The truth about Columbus

Daily Illini Editorial, 10/09/95 -- page 8

Today marks the observation of Columbus Day. But who really was Christopher Columbus?

Most of us could probably regurgitate some of the facts we learned in grade school: Columbus was the first person to discover America. He proved the world was round. Because of Columbus, Europeans were able to colonize a new, empty continent. Columbus was an all-around nice guy.

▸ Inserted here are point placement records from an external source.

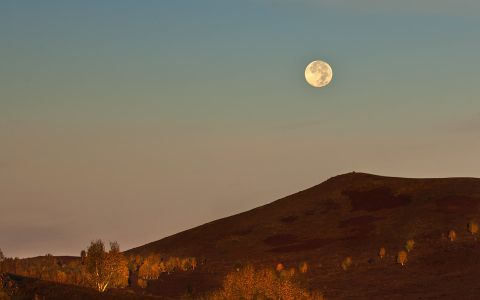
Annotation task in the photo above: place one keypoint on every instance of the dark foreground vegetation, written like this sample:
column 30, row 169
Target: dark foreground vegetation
column 354, row 236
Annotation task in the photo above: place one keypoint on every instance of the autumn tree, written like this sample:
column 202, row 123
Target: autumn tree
column 402, row 257
column 452, row 235
column 106, row 269
column 472, row 227
column 346, row 263
column 409, row 245
column 382, row 252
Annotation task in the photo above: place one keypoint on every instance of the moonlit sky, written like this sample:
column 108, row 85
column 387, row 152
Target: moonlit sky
column 134, row 120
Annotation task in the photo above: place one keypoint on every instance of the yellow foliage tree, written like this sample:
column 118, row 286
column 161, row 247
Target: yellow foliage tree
column 452, row 235
column 402, row 257
column 472, row 227
column 409, row 245
column 346, row 263
column 303, row 267
column 382, row 252
column 106, row 269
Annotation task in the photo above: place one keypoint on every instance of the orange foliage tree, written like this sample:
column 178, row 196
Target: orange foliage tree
column 106, row 269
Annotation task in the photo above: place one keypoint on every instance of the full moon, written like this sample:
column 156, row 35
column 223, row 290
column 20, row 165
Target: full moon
column 318, row 73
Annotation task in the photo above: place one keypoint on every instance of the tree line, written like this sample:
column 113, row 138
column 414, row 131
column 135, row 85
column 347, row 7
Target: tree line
column 97, row 267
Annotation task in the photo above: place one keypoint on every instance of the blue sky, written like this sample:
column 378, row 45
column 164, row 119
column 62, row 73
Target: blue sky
column 129, row 110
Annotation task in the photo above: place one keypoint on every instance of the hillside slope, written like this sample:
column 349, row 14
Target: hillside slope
column 349, row 215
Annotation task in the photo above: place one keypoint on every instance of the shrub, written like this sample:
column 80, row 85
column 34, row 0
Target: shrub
column 402, row 257
column 382, row 252
column 409, row 245
column 472, row 227
column 251, row 283
column 452, row 235
column 346, row 263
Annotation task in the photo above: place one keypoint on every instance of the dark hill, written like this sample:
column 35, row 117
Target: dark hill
column 348, row 215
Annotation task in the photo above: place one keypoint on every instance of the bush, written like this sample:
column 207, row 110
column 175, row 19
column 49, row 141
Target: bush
column 452, row 235
column 409, row 245
column 382, row 252
column 250, row 283
column 346, row 263
column 402, row 257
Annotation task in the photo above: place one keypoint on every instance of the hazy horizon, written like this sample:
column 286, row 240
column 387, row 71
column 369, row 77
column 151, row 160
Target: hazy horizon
column 131, row 122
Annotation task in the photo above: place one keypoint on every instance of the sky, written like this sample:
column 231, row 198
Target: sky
column 134, row 120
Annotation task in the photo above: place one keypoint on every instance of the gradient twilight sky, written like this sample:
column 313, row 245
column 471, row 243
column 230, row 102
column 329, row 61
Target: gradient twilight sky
column 133, row 120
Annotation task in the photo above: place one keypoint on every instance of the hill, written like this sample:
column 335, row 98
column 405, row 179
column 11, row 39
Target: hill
column 349, row 215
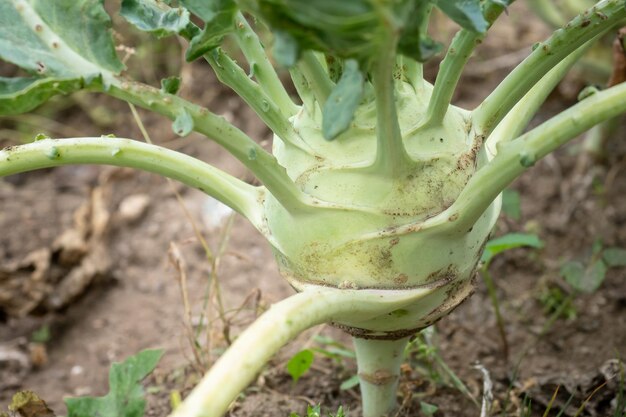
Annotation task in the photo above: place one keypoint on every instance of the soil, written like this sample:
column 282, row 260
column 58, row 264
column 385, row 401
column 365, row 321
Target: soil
column 143, row 229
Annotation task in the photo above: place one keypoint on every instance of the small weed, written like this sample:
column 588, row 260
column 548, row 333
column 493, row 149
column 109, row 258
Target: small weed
column 423, row 355
column 301, row 362
column 126, row 395
column 556, row 302
column 315, row 411
column 492, row 249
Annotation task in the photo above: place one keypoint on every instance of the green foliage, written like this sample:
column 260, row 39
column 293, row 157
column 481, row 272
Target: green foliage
column 170, row 85
column 315, row 411
column 354, row 29
column 126, row 396
column 219, row 17
column 428, row 409
column 86, row 34
column 557, row 304
column 81, row 53
column 586, row 276
column 23, row 94
column 155, row 17
column 423, row 356
column 183, row 124
column 467, row 13
column 300, row 363
column 508, row 242
column 511, row 204
column 343, row 101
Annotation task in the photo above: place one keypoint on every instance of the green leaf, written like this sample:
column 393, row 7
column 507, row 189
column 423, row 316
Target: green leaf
column 58, row 38
column 467, row 13
column 65, row 44
column 219, row 18
column 428, row 409
column 170, row 85
column 351, row 382
column 314, row 411
column 614, row 257
column 507, row 242
column 343, row 101
column 300, row 364
column 286, row 50
column 582, row 279
column 125, row 397
column 340, row 413
column 511, row 204
column 183, row 124
column 413, row 42
column 22, row 94
column 155, row 17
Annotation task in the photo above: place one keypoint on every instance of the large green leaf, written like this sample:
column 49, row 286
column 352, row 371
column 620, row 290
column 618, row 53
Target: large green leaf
column 219, row 18
column 57, row 38
column 155, row 17
column 343, row 101
column 64, row 44
column 20, row 95
column 126, row 397
column 467, row 13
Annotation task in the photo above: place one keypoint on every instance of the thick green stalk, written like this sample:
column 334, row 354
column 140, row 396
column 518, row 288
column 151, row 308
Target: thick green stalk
column 260, row 162
column 304, row 90
column 451, row 68
column 413, row 72
column 47, row 153
column 379, row 372
column 261, row 68
column 391, row 156
column 546, row 55
column 232, row 75
column 282, row 322
column 515, row 157
column 316, row 76
column 449, row 74
column 518, row 118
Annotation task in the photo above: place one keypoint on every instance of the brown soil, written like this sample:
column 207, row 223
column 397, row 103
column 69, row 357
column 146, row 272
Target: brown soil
column 134, row 302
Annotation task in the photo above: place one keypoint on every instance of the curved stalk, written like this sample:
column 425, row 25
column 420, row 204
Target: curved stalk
column 47, row 153
column 316, row 76
column 595, row 21
column 260, row 162
column 261, row 68
column 518, row 118
column 517, row 156
column 379, row 372
column 282, row 322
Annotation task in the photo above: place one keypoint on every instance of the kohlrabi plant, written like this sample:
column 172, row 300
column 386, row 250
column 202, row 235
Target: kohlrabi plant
column 603, row 64
column 378, row 195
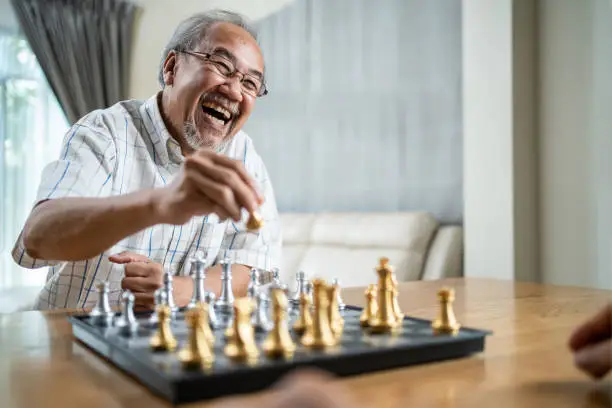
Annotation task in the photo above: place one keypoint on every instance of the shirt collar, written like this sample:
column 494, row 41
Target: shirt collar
column 166, row 148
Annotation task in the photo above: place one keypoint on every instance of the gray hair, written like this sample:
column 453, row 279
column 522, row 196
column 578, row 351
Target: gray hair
column 194, row 29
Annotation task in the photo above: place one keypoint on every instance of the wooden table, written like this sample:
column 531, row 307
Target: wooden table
column 526, row 363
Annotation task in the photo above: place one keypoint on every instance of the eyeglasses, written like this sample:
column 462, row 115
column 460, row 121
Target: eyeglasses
column 250, row 84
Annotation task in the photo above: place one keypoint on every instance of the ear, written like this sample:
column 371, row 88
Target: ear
column 170, row 65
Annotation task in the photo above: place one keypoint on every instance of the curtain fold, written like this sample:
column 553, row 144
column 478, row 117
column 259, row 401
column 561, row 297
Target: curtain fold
column 83, row 47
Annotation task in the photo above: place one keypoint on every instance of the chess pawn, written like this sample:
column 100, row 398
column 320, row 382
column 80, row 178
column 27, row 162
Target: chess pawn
column 304, row 321
column 369, row 311
column 127, row 322
column 320, row 334
column 384, row 321
column 339, row 300
column 241, row 344
column 163, row 339
column 335, row 319
column 446, row 323
column 255, row 222
column 278, row 343
column 197, row 353
column 397, row 312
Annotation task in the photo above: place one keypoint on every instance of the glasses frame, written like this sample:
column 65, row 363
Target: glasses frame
column 206, row 57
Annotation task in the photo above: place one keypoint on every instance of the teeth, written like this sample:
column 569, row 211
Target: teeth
column 218, row 108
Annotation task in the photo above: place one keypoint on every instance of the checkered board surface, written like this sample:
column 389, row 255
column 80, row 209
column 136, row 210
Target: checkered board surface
column 357, row 352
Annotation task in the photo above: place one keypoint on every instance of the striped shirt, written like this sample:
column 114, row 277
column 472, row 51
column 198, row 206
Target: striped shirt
column 125, row 148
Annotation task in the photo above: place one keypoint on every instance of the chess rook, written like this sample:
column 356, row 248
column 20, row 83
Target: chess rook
column 198, row 273
column 127, row 322
column 320, row 335
column 369, row 311
column 198, row 352
column 163, row 339
column 241, row 344
column 102, row 314
column 339, row 300
column 384, row 321
column 226, row 299
column 209, row 299
column 278, row 343
column 259, row 318
column 169, row 292
column 301, row 287
column 446, row 323
column 253, row 288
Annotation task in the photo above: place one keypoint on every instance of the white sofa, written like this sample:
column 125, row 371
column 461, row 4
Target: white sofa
column 348, row 246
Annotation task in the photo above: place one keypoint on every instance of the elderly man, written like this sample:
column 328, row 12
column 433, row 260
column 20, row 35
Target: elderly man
column 141, row 186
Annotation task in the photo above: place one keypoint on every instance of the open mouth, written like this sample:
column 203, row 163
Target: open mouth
column 216, row 113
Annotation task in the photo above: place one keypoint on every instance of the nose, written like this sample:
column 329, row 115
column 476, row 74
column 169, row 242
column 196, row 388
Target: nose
column 232, row 89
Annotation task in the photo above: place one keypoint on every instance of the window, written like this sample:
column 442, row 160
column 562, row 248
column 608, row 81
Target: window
column 32, row 126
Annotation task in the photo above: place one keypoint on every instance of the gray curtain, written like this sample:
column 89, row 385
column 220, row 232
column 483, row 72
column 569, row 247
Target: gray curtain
column 83, row 47
column 364, row 110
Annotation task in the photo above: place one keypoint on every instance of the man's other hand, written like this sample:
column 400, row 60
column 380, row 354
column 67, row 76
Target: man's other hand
column 591, row 344
column 143, row 278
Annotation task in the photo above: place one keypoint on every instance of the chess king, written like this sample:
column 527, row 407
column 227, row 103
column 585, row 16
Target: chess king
column 146, row 183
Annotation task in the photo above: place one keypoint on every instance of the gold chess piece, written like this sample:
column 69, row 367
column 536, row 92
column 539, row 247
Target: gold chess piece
column 241, row 344
column 369, row 311
column 446, row 323
column 278, row 343
column 384, row 321
column 255, row 222
column 197, row 353
column 163, row 339
column 335, row 318
column 304, row 321
column 320, row 334
column 397, row 312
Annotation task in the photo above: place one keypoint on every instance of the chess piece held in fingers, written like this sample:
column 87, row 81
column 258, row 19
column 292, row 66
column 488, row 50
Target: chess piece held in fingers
column 446, row 323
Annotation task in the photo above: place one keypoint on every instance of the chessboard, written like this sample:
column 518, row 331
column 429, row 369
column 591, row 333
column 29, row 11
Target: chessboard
column 355, row 348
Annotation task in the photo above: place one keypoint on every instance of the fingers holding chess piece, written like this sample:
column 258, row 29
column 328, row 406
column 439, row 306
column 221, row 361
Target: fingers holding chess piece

Unfortunately, these "facts" are either dead wrong or completely misconstrued. James W. Loewen outlines the truth about Columbus in his book, "Lies My Teacher Told Me." Historians now believe Columbus was not the first to come to America. Obviously, Native Americans were already here, so America was not a dark, unexplored wasteland waiting to be developed. There is evidence that suggests Afro-Phoenicians made it to Central America more than 2,000 years ago. And Columbus was not even the first European to sail to America. Historians are fairly confident that Vikings sailed to Canada or New England around A.D. 1000. Of course, Columbus' expedition was important because it marked the beginning of the exploitation of America by European powers. Columbus is also held up as the man who "discovered" America, and history reveres him as a founder of an entire hemisphere, just like founders of ancient cities were revered like gods. But Columbus was not a god. His first mission to America was to find gold or something valuable to bring back to the Spanish crown. But Columbus found no vast deposits of gold in the Carribean to bring back to Ferdinand and Isabella. Instead, he captured about a dozen Arawak Indains and brought them back to Spain, institutionalizing the intercontinental slave trade that persisted for centuries. Over the next several years, Columbus shipped about 5,000 Native American slaves to Europe.

After his initial "success," Columbus sailed back to Caribbean, and began the subjugation of the Arawak population. Arawaks who did not cooperate with the Spanish often had their ears or nose cut off to send a message to the rest of the population. Because the Arawaks were required to work in gold mines, they often could not grow food. Within 25 years, almost the entire Arawak population of Haiti, estimated to be about 3,000,000 people, had been exterminated thanks to disease, slave trade and the forced labor policies of the Spanish. And of course, the example set by Columbus lead to the great American land grab by other European powers eager to colonize. As a result, countless Native American cultures were wiped out.